Is there any reason why you're not using a newer Xcode and newer command line tools? I could blacklist this version of clang and fall back to a clang compiler from macports that might, or might not, work fine, but I don't see the point in forcing users to compile a full blown clang rather than erroring out and telling them to upgrade Xcode.

comment:5 Changed 11 years ago by ryandesign (Ryan Carsten Schmidt)

It does not appear to be using using the right compiler; I ran sudo port install textmate2 compiler.blacklist=clang and MacPorts then claimed that it was building with llvm-gcc-4.2, but it still built with clang. clang appears to be hardcoded in ${worksrcpath}/build/build.ninja.

This is a secondary machine, with various older OSes and Xcodes, specifically to find problems like this (on which I needed a text editor and wanted to use textmate2; I ended up downloading a binary from their web site instead). If a particular compiler will not work, you should blacklist it. It's one line to include the portgroup and one line to list the compilers you want to blacklist. This is much easier than trying to figure out other criteria for erroring out. Specifically, checking the Xcode version is not a solution, since Xcode can be updated independently of the command line tools, and it's the version of the compiler in the command line tools that matters here. Also, since we have binaries, the burden for installing a compiler via MacPorts is less than it used to be.

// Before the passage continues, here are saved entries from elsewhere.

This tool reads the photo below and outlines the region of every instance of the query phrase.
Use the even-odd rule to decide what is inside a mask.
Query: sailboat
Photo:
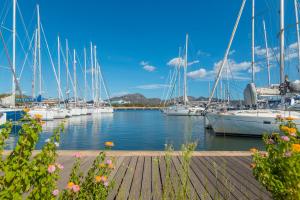
[[[34,61],[34,69],[36,66],[38,66],[39,69],[39,96],[42,96],[42,67],[41,67],[41,22],[40,22],[40,9],[39,5],[37,5],[37,29],[36,29],[36,34],[35,34],[35,48],[37,49],[37,54],[35,53],[35,58]],[[34,70],[35,72],[35,70]],[[35,76],[35,74],[34,74]],[[35,78],[35,77],[34,77]],[[35,84],[35,83],[34,83]],[[41,102],[38,103],[38,105],[35,105],[34,107],[30,108],[28,114],[31,117],[35,117],[39,115],[42,120],[44,121],[49,121],[53,120],[54,116],[56,114],[55,111],[51,110],[48,106],[43,105]]]
[[[6,123],[6,113],[0,112],[0,126]]]
[[[192,115],[202,115],[202,112],[205,110],[202,107],[192,107],[189,105],[189,100],[187,97],[187,53],[188,53],[188,34],[186,34],[186,42],[185,42],[185,59],[184,59],[184,86],[183,86],[183,103],[178,102],[175,105],[169,106],[163,109],[163,113],[166,115],[173,116],[192,116]],[[180,70],[181,61],[178,64],[178,71]],[[180,81],[180,80],[178,80]],[[180,90],[180,89],[179,89]]]
[[[250,102],[256,104],[257,99],[257,90],[254,85],[254,0],[252,0],[252,83],[250,83],[244,93],[250,94]],[[241,7],[240,15],[242,13],[245,1]],[[296,11],[297,12],[297,11]],[[231,46],[234,33],[232,34],[229,46],[225,53],[224,61],[227,59],[228,52]],[[219,75],[221,74],[223,65],[221,66],[218,77],[215,82],[215,86],[218,83]],[[298,83],[298,84],[297,84]],[[252,89],[251,89],[252,88]],[[287,78],[284,77],[284,0],[280,0],[280,86],[277,88],[282,95],[282,102],[287,94],[286,91],[292,93],[299,93],[299,82],[290,82]],[[213,89],[214,93],[215,87]],[[209,103],[211,102],[210,97]],[[249,96],[249,95],[248,95]],[[209,120],[210,125],[212,126],[214,132],[224,133],[224,134],[237,134],[237,135],[262,135],[262,134],[271,134],[275,131],[279,131],[280,120],[278,118],[292,117],[296,123],[297,128],[300,128],[300,113],[297,111],[286,110],[285,108],[279,109],[252,109],[252,110],[238,110],[238,111],[215,111],[208,112],[206,114],[207,119]]]
[[[98,59],[97,59],[97,47],[94,46],[94,51],[93,51],[93,55],[94,55],[94,60],[93,60],[93,64],[92,64],[92,76],[94,75],[93,77],[93,83],[92,83],[92,86],[93,86],[93,91],[95,91],[94,95],[93,95],[93,102],[94,102],[94,107],[95,107],[95,110],[94,110],[94,113],[113,113],[114,112],[114,109],[113,107],[111,106],[110,102],[109,104],[106,104],[102,101],[101,99],[101,88],[102,88],[102,85],[103,85],[103,88],[104,88],[104,91],[109,99],[109,95],[108,95],[108,92],[107,92],[107,88],[106,88],[106,85],[105,85],[105,82],[104,82],[104,79],[103,79],[103,76],[102,76],[102,73],[101,73],[101,68],[100,68],[100,64],[98,62]]]
[[[17,21],[16,21],[16,7],[17,7],[17,1],[12,1],[12,8],[13,8],[13,15],[12,15],[12,62],[10,62],[10,67],[12,70],[12,94],[11,96],[2,98],[0,101],[0,113],[1,113],[1,122],[4,123],[5,121],[17,121],[19,120],[22,115],[23,111],[22,109],[16,108],[16,90],[18,89],[21,93],[21,89],[19,87],[19,81],[16,75],[16,36],[17,36]],[[1,37],[2,33],[1,33]],[[2,38],[3,39],[3,38]],[[4,40],[3,40],[4,41]],[[4,49],[6,50],[6,53],[8,55],[8,49],[6,48],[6,45],[4,43]],[[3,102],[5,101],[5,102]]]

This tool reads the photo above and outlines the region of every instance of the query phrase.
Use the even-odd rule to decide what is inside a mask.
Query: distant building
[[[123,99],[120,99],[120,100],[111,101],[111,104],[125,105],[125,104],[130,104],[130,101],[124,101]]]

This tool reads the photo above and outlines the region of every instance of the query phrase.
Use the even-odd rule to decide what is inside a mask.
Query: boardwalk
[[[97,152],[82,153],[82,169],[88,169]],[[59,152],[59,162],[65,166],[59,187],[66,186],[72,167],[72,151]],[[166,159],[163,152],[110,152],[116,158],[116,168],[110,176],[114,188],[108,199],[161,199],[166,183]],[[254,179],[249,153],[195,152],[188,179],[190,199],[271,199],[270,194]],[[182,187],[182,160],[179,153],[171,156],[171,190]]]

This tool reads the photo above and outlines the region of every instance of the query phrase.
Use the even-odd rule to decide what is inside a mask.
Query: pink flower
[[[273,139],[268,139],[267,144],[275,144]]]
[[[296,133],[290,133],[290,135],[296,137]]]
[[[105,187],[108,187],[108,185],[109,185],[108,181],[105,181],[105,182],[103,183],[103,185],[104,185]]]
[[[286,136],[286,135],[281,136],[281,139],[282,139],[283,141],[286,141],[286,142],[290,141],[290,138],[289,138],[288,136]]]
[[[53,172],[55,171],[55,169],[56,169],[55,165],[49,165],[49,166],[48,166],[48,172],[49,172],[50,174],[53,173]]]
[[[61,164],[59,164],[59,163],[56,163],[55,165],[56,165],[56,167],[57,167],[58,169],[64,169],[64,166],[61,165]]]
[[[59,194],[59,190],[55,189],[52,191],[53,196],[57,196]]]
[[[81,158],[81,154],[79,152],[77,152],[77,153],[74,154],[74,157],[75,158]]]
[[[290,152],[290,151],[287,151],[284,153],[285,157],[291,157],[291,155],[292,155],[292,152]]]
[[[107,165],[111,165],[112,164],[112,160],[110,160],[110,159],[106,160],[106,164]]]
[[[72,190],[73,190],[73,192],[78,192],[80,190],[80,186],[79,185],[73,185]]]

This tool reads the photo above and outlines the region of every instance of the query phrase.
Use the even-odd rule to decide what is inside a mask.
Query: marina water
[[[65,133],[59,146],[64,150],[104,149],[105,141],[113,141],[114,150],[164,150],[166,144],[180,150],[182,144],[194,141],[198,143],[197,150],[249,150],[263,146],[261,138],[216,136],[204,129],[201,116],[166,116],[154,110],[122,110],[64,121]],[[43,125],[37,149],[61,122],[54,120]],[[16,144],[16,132],[7,141],[6,149],[12,149]]]

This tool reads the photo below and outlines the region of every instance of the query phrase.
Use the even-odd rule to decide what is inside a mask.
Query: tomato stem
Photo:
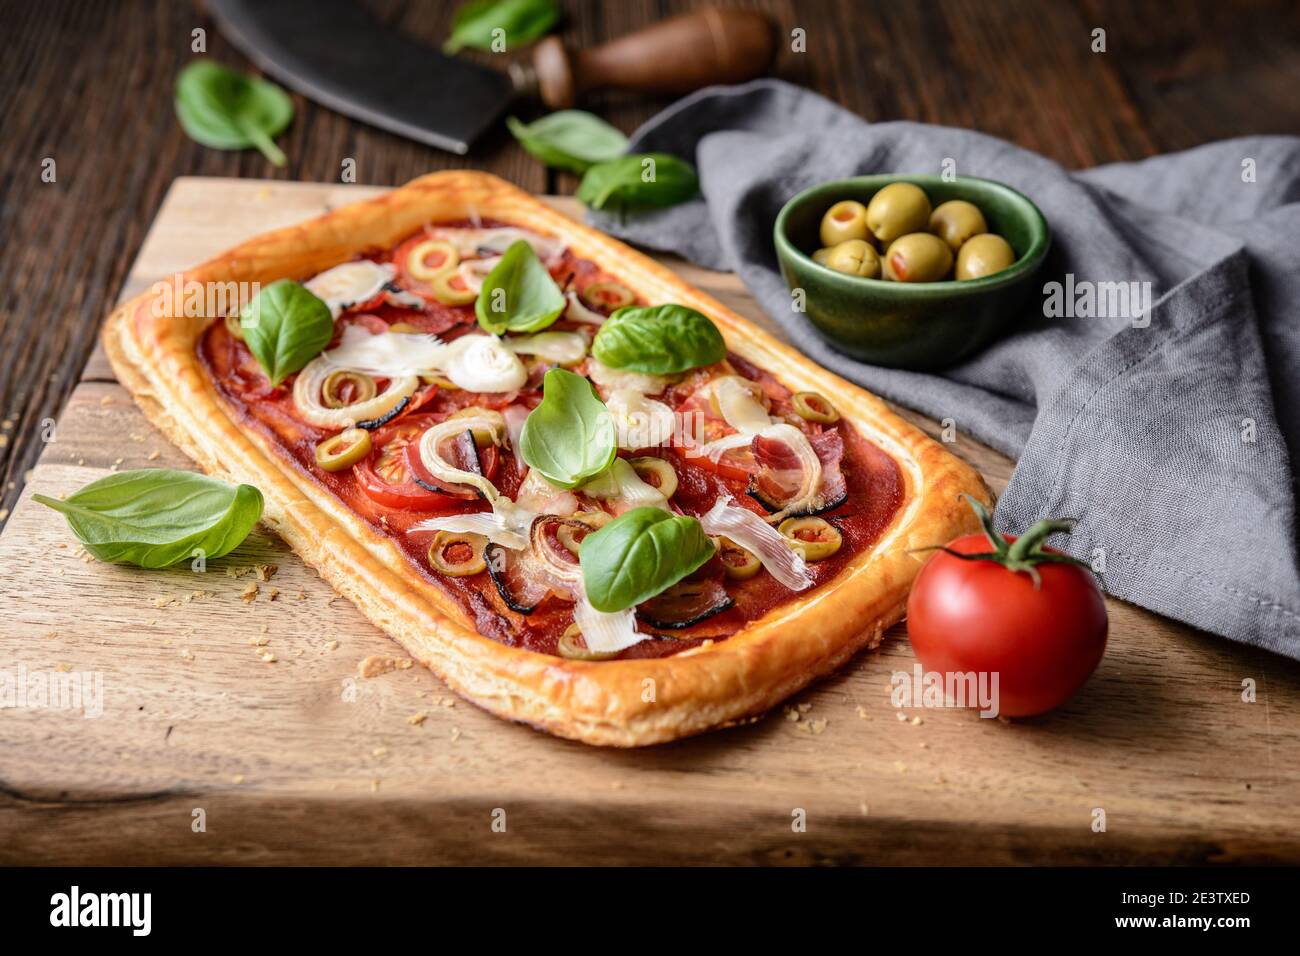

comment:6 Changed 11 years ago by neverpanic (Clemens Lang)

It only attempts to use llvm-gcc-4.2, because you manually blacklist clang, which causes MacPorts to use llvm-gcc-4.2. LLVM GCC, however, can not be used to build textmate2, and its build system tries to be smart by looking for a different compiler that might work. I don't see a reason to stop it from doing so, though, because the Portfile currently does not blacklist clang and all supported platforms use clang as their default compiler.

We're not in a habit of blacklisting compilers that aren't being used anyway – we're not blacklisting gcc-3 on most ports, although it is in the fallback list on some systems and it will probably not compile most software in macports. This brings me back to topic: I can't test with the compiler you're trying to use, so feel free to commit a patch that will blacklist it (and then ensure a proper fallback is chosen, probably by also blacklisting llvm-gcc-4.2 and every other compiler that comes in the fallback list before a suitable clang, or just modify the fallback list to contain the host clang and a recent enough macports clang).

The build.ninja file is only created after running configure – it's not actually hardcoded, but it uses the value of $CC that it found suitable for buildig.

Last edited 11 years ago by neverpanic (Clemens Lang) (previous) (diff)

comment:7 Changed 11 years ago by cooljeanius (Eric Gallager)

Cc: egall@… added

Cc Me!

comment:8 Changed 10 years ago by neverpanic (Clemens Lang)

Resolution: worksforme
Status: assignedclosed

I haven't been able to reproduce this with the most recent versions in a while; I'm assume it has somehow been fixed. Please re-open if that's not the case.